Russian police crack down on anti-Putin protests

Vladimir Putin

MOSCOW, (Reuters) – Hundreds of people took to  the streets of Moscow for a second successive day yesterday to  demand an end to Vladimir Putin’s 12-year rule, defying a  crackdown by tens of thousands of police reinforced by crack  Interior Ministry troops.

Police said they had detained about 250 people in central  Moscow when they tried to stage an unapproved rally and held  about 200 more in St Petersburg, where opposition forces have  also been emboldened by the prime minister’s worst election  setback since he took power in 1999. After permitting the biggest opposition rally in Moscow for  years on Monday evening, the police were out in large numbers.  The Interior ministry said about 2,000 special troops were  supporting almost 50,000 police, and some moved through the city  centre in armoured vehicles in a show of force.

Vladimir Putin

Hundreds of pro-Putin youths also tried to spoil the rally,  shouting “The people! Putin” and beating drums to drown out the  opposition protesters’ chants of “Russia without Putin” and “We  want free elections!” A few minor scuffles broke out.
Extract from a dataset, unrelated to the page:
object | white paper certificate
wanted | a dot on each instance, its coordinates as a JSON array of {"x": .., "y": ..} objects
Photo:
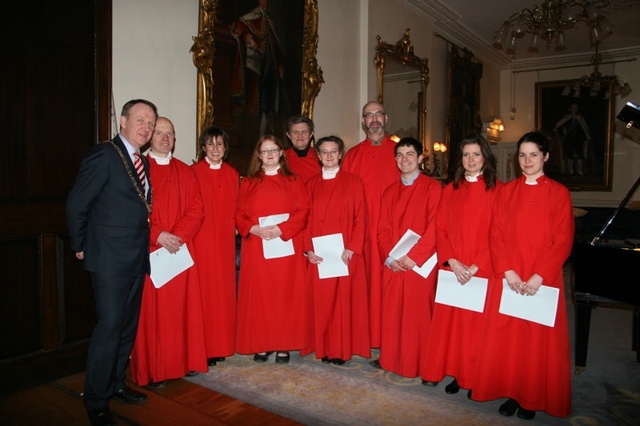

Boris Nemtsov, a liberal opposition leader, told Reuters he  had been detained. Two opposition figures, blogger Alexei  Navalny and Ilya Yashin, were jailed for 15 days for their role  in Monday’s opposition protest, the biggest in Moscow for years. “We are not going to stop our struggle,” Yashin said. The protests are a further sign of pressure on Putin to make  changes after his United Russia lost ground in a parliamentary  election on Sunday, even though it was criticised by Washington  and European monitors and the opposition say it was slanted in  the ruling party’s favour.